§1596. Effect of dissolution
                  1. 
                                Existence; activities. 
                                Until the filing of a certificate of cancellation as provided in section 1533, a dissolved limited liability company continues its existence as a limited liability company but may not carry on any activities except as is appropriate to wind up and liquidate its activities and affairs, including:
                                     
                                
                
                  A.
                                        Collecting the dissolved limited liability company's assets;
                                     
                                [PL 2009, c. 629, Pt. A, §2 (NEW); PL 2009, c. 629, Pt. A, §3 (AFF).]
                
                  B.
                                        Disposing of the dissolved limited liability company's properties that will not be distributed in kind to persons owning transferable interests;
                                     
                                [PL 2009, c. 629, Pt. A, §2 (NEW); PL 2009, c. 629, Pt. A, §3 (AFF).]
                
                  C.
                                        Discharging or making provisions for discharging the dissolved limited liability company's liabilities;
                                     
                                [PL 2009, c. 629, Pt. A, §2 (NEW); PL 2009, c. 629, Pt. A, §3 (AFF).]
                
                  D.
                                        Distributing the dissolved limited liability company's remaining property in accordance with section 1601; and
                                     
                                [PL 2009, c. 629, Pt. A, §2 (NEW); PL 2009, c. 629, Pt. A, §3 (AFF).]
                
                  E.
                                        Doing every other act necessary to wind up and liquidate the dissolved limited liability company's business and affairs.
                                     
                                [PL 2009, c. 629, Pt. A, §2 (NEW); PL 2009, c. 629, Pt. A, §3 (AFF).]
                [PL 2009, c. 629, Pt. A, §2 (NEW); PL 2009, c. 629, Pt. A, §3 (AFF).]
              
                  2. 
                                No change upon dissolution. 
                                The dissolution of a limited liability company does not:
                                     
                                
                
                  A.
                                        Transfer title to the limited liability company's property;
                                     
                                [PL 2009, c. 629, Pt. A, §2 (NEW); PL 2009, c. 629, Pt.

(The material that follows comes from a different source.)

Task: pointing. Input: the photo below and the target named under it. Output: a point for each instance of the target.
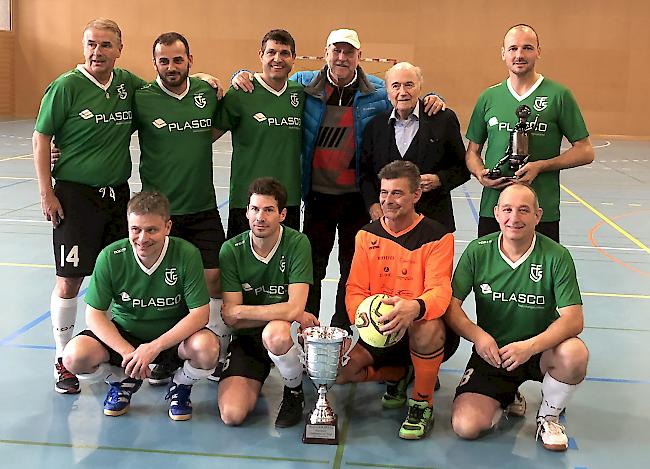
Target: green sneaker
(419, 421)
(395, 395)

A, §3 (AFF).]
                
                  B.
                                        Prevent the commencement of a proceeding by or against the limited liability company in its limited liability company name;
                                     
                                [PL 2009, c. 629, Pt. A, §2 (NEW); PL 2009, c. 629, Pt. A, §3 (AFF).]
                
                  C.
                                        Abate or suspend a proceeding pending by or against the limited liability company on the effective date of dissolution; or
                                     
                                [PL 2009, c. 629, Pt. A, §2 (NEW); PL 2009, c. 629, Pt. A, §3 (AFF).]
                
                  D.
                                        Terminate the authority of the limited liability company's registered agent.
                                     
                                [PL 2009, c. 629, Pt. A, §2 (NEW); PL 2009, c. 629, Pt. A, §3 (AFF).]
                [PL 2009, c. 629, Pt. A, §2 (NEW); PL 2009, c. 629, Pt. A, §3 (AFF).]
              
                        SECTION HISTORY
                        
            PL 2009, c. 629, Pt. A, §2 (NEW). PL 2009, c. 629, Pt. A, §3 (AFF).